Hoe kan een tekort aan vitamine D worden herkend?
Vitamine D wordt altijd geassocieerd met de botgezondheid, want ze bevordert in het bijzonder de opname van calcium en de mineralisatie van de botten. Daarom worden pathologische aandoeningen met onvoldoende botvorming erkend als onthullende symptomen van een gebrek aan vitamine D. Met de nieuwe richtlijnen en de verhoging van de streefwaarden van vitamine D tot meer dan 30 ng/ml, wordt er minder belang gehecht aan deze symptomen op de motoriek, want met bloedwaarden die hoger zijn dan de streefwaarden, worden er in het algemeen vrijwel geen problemen met het bewegingsapparaat meer genoteerd.

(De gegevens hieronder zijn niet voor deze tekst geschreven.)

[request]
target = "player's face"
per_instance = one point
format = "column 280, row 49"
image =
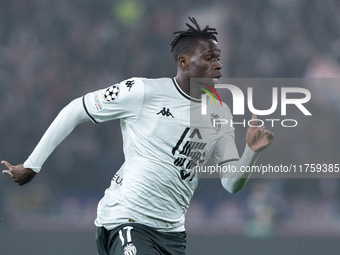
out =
column 205, row 62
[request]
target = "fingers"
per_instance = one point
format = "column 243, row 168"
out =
column 253, row 120
column 9, row 166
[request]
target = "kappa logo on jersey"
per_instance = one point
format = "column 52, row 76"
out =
column 216, row 125
column 165, row 112
column 129, row 84
column 111, row 93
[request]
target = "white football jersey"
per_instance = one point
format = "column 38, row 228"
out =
column 162, row 144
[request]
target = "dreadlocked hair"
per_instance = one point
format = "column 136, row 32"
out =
column 186, row 41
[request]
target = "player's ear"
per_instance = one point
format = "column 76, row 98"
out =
column 183, row 62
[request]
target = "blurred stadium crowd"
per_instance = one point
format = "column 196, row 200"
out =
column 54, row 51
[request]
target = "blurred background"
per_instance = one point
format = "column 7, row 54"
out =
column 54, row 51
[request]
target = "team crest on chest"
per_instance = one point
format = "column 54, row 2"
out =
column 112, row 93
column 216, row 124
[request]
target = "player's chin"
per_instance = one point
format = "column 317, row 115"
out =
column 216, row 80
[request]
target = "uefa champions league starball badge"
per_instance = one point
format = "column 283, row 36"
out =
column 111, row 93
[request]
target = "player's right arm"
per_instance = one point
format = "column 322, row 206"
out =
column 71, row 116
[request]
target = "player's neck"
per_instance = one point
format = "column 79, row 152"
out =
column 183, row 83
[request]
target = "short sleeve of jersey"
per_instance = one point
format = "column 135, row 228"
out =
column 120, row 101
column 225, row 149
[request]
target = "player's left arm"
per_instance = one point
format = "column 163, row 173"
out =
column 71, row 115
column 257, row 139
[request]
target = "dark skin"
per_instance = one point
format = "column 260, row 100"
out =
column 203, row 63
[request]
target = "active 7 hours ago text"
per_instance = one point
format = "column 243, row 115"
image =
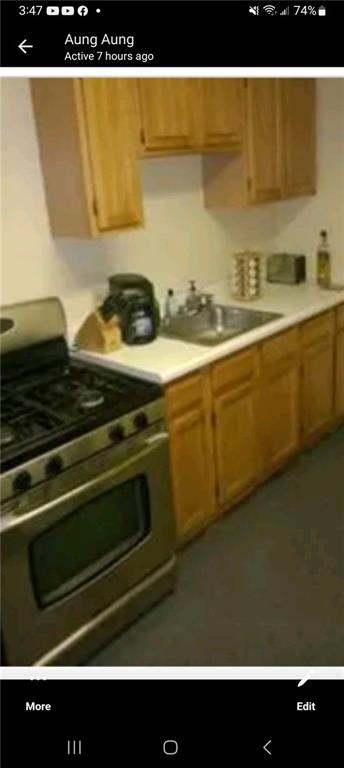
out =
column 104, row 48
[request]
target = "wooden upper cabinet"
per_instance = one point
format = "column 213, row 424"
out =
column 87, row 136
column 278, row 158
column 221, row 111
column 111, row 120
column 168, row 113
column 298, row 120
column 263, row 139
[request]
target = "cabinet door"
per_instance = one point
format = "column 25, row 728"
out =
column 339, row 364
column 235, row 383
column 191, row 471
column 111, row 122
column 298, row 126
column 167, row 113
column 236, row 443
column 192, row 456
column 222, row 116
column 280, row 398
column 317, row 392
column 339, row 383
column 263, row 139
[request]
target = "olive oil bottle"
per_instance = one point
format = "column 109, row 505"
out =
column 323, row 261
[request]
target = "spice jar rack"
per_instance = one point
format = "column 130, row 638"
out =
column 247, row 275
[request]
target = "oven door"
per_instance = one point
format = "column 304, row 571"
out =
column 70, row 559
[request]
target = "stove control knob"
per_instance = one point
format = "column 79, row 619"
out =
column 53, row 466
column 117, row 433
column 140, row 420
column 22, row 482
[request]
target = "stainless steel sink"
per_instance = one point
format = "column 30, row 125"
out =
column 215, row 324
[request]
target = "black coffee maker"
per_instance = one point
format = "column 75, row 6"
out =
column 138, row 309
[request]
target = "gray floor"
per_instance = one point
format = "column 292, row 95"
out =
column 264, row 586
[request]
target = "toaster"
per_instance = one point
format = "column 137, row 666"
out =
column 289, row 268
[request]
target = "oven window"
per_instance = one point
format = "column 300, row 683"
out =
column 89, row 540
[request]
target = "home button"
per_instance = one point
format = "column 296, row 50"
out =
column 170, row 747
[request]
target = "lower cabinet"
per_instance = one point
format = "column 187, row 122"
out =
column 280, row 400
column 191, row 450
column 236, row 435
column 317, row 377
column 235, row 423
column 339, row 365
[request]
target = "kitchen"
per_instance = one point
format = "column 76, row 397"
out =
column 276, row 390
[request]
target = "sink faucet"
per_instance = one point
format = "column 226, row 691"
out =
column 218, row 319
column 196, row 300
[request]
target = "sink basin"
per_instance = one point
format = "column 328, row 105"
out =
column 215, row 324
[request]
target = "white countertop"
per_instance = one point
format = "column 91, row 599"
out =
column 164, row 360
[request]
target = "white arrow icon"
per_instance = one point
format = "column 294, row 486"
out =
column 24, row 45
column 266, row 747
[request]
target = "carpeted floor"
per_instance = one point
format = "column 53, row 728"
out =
column 263, row 586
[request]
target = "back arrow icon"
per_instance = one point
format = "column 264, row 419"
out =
column 24, row 45
column 266, row 747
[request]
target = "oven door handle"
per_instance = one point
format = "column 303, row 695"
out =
column 145, row 447
column 160, row 437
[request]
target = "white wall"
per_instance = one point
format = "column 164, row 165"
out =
column 181, row 240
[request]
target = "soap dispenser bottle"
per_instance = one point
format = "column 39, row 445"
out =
column 323, row 261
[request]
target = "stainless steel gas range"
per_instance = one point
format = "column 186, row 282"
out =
column 87, row 531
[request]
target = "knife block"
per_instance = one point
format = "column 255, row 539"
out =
column 98, row 335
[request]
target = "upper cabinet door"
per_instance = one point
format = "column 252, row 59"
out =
column 298, row 107
column 263, row 140
column 168, row 119
column 222, row 111
column 111, row 126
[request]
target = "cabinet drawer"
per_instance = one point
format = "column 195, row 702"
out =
column 185, row 394
column 319, row 330
column 340, row 316
column 281, row 349
column 235, row 371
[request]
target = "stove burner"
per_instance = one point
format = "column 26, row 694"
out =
column 7, row 435
column 90, row 398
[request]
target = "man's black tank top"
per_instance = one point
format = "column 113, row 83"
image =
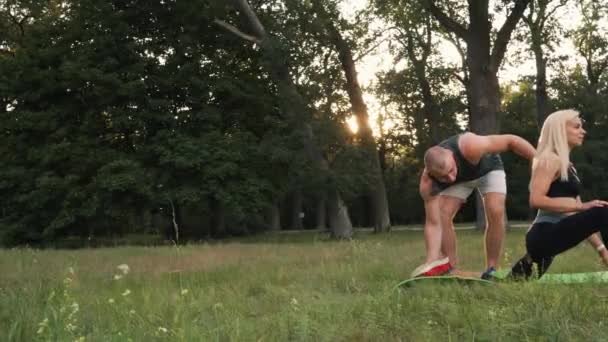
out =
column 467, row 171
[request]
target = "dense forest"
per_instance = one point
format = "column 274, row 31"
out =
column 203, row 119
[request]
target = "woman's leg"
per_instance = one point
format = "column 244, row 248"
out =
column 547, row 240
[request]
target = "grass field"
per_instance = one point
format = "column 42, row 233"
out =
column 296, row 287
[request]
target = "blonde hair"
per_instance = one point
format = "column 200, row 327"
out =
column 553, row 141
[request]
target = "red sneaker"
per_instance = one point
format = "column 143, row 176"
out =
column 433, row 268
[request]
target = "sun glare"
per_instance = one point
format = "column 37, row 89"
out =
column 351, row 121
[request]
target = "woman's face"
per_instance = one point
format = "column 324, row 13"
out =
column 575, row 132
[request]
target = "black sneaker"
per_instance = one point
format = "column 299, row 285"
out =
column 522, row 269
column 490, row 274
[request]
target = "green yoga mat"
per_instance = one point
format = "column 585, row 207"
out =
column 442, row 279
column 549, row 278
column 566, row 278
column 574, row 278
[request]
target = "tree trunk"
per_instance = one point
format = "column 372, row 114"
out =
column 483, row 61
column 273, row 217
column 338, row 216
column 296, row 210
column 376, row 191
column 321, row 212
column 218, row 218
column 293, row 105
column 542, row 98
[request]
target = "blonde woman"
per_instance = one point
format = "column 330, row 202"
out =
column 562, row 221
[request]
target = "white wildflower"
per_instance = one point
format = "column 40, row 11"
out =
column 124, row 268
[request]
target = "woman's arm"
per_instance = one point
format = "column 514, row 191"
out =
column 544, row 173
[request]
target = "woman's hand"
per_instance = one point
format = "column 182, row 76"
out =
column 592, row 204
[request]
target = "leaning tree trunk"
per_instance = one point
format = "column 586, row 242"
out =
column 296, row 210
column 338, row 216
column 273, row 217
column 321, row 212
column 377, row 190
column 218, row 218
column 293, row 105
column 484, row 56
column 542, row 98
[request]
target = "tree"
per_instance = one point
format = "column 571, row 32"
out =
column 484, row 56
column 293, row 107
column 543, row 27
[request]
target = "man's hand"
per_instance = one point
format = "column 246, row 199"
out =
column 604, row 256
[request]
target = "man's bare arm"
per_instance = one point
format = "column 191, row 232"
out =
column 432, row 223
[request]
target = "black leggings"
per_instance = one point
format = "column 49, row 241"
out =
column 546, row 240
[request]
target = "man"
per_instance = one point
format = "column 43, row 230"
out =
column 453, row 169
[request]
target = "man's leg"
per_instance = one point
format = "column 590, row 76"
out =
column 449, row 207
column 494, row 204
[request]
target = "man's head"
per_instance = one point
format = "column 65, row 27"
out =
column 440, row 164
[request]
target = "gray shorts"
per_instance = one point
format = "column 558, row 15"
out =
column 493, row 181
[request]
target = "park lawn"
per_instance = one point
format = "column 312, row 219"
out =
column 288, row 286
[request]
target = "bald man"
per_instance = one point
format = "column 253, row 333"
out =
column 452, row 170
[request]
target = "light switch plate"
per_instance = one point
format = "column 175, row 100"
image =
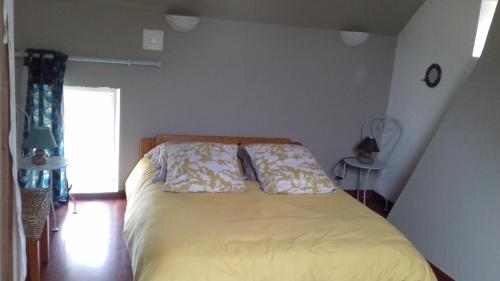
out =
column 152, row 40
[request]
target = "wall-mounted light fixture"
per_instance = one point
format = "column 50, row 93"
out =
column 354, row 38
column 182, row 23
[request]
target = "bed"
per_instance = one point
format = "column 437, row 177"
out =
column 258, row 236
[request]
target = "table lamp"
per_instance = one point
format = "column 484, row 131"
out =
column 367, row 146
column 40, row 138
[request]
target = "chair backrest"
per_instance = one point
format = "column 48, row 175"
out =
column 387, row 131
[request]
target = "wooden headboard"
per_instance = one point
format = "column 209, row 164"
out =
column 149, row 143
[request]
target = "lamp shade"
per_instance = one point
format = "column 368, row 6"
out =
column 41, row 138
column 369, row 144
column 354, row 38
column 182, row 23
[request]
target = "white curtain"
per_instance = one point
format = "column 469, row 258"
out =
column 18, row 243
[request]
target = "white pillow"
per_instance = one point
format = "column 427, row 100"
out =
column 158, row 156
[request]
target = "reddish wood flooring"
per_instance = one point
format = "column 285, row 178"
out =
column 89, row 245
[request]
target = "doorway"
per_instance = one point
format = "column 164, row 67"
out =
column 91, row 138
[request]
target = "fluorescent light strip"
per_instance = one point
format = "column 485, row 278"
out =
column 486, row 14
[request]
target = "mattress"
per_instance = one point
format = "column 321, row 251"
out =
column 257, row 236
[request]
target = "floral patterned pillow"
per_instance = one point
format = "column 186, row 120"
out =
column 203, row 167
column 288, row 168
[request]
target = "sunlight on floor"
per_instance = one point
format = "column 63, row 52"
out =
column 87, row 235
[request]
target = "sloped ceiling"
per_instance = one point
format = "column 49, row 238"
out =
column 376, row 16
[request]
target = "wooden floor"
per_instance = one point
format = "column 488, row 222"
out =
column 89, row 245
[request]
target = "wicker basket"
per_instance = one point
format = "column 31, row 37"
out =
column 35, row 209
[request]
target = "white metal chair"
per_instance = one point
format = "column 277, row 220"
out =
column 388, row 132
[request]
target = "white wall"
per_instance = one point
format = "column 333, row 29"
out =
column 223, row 78
column 450, row 207
column 443, row 32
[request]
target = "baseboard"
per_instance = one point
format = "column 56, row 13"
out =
column 98, row 196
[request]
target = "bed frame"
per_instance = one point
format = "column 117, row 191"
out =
column 149, row 143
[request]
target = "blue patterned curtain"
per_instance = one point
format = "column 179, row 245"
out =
column 44, row 105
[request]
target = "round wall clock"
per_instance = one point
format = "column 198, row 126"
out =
column 433, row 75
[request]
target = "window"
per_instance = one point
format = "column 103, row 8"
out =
column 486, row 14
column 91, row 138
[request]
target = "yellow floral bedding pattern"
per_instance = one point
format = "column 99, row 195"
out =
column 202, row 167
column 288, row 168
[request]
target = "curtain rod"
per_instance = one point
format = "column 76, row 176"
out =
column 101, row 60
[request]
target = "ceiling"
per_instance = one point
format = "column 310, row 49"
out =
column 375, row 16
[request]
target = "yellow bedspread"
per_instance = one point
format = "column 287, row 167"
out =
column 257, row 236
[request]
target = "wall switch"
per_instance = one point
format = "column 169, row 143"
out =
column 152, row 40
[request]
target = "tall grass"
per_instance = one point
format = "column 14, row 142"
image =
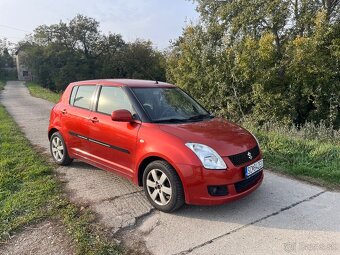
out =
column 311, row 152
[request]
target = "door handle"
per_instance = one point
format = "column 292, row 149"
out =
column 94, row 119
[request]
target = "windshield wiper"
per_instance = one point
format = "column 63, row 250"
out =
column 170, row 120
column 200, row 117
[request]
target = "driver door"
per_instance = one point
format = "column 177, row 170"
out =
column 113, row 143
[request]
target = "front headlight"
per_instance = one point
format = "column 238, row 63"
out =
column 209, row 158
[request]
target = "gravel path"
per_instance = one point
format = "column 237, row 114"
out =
column 283, row 216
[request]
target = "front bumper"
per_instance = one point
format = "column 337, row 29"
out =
column 196, row 180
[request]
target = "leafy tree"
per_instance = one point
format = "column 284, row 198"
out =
column 262, row 60
column 65, row 52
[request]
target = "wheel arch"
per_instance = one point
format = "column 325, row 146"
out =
column 51, row 132
column 146, row 161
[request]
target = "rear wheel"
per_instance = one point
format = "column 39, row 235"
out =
column 59, row 150
column 163, row 186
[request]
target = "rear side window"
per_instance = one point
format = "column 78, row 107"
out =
column 73, row 94
column 83, row 96
column 113, row 98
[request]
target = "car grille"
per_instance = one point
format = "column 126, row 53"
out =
column 247, row 183
column 244, row 157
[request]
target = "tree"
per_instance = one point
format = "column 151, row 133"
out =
column 65, row 52
column 262, row 60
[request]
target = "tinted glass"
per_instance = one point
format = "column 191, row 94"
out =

Alleen het meten van het vitamine D-gehalte in het bloed geeft vandaag betrouwbare informatie over de reserves aan vitamine D. Andere symptomen, zoals vatbaarheid voor infecties of vermoeidheid, geven geen enkele aanwijzing voor een tekort aan vitamine D. Een tekort aan vitamine D moet door een arts met geneesmiddelen worden behandeld.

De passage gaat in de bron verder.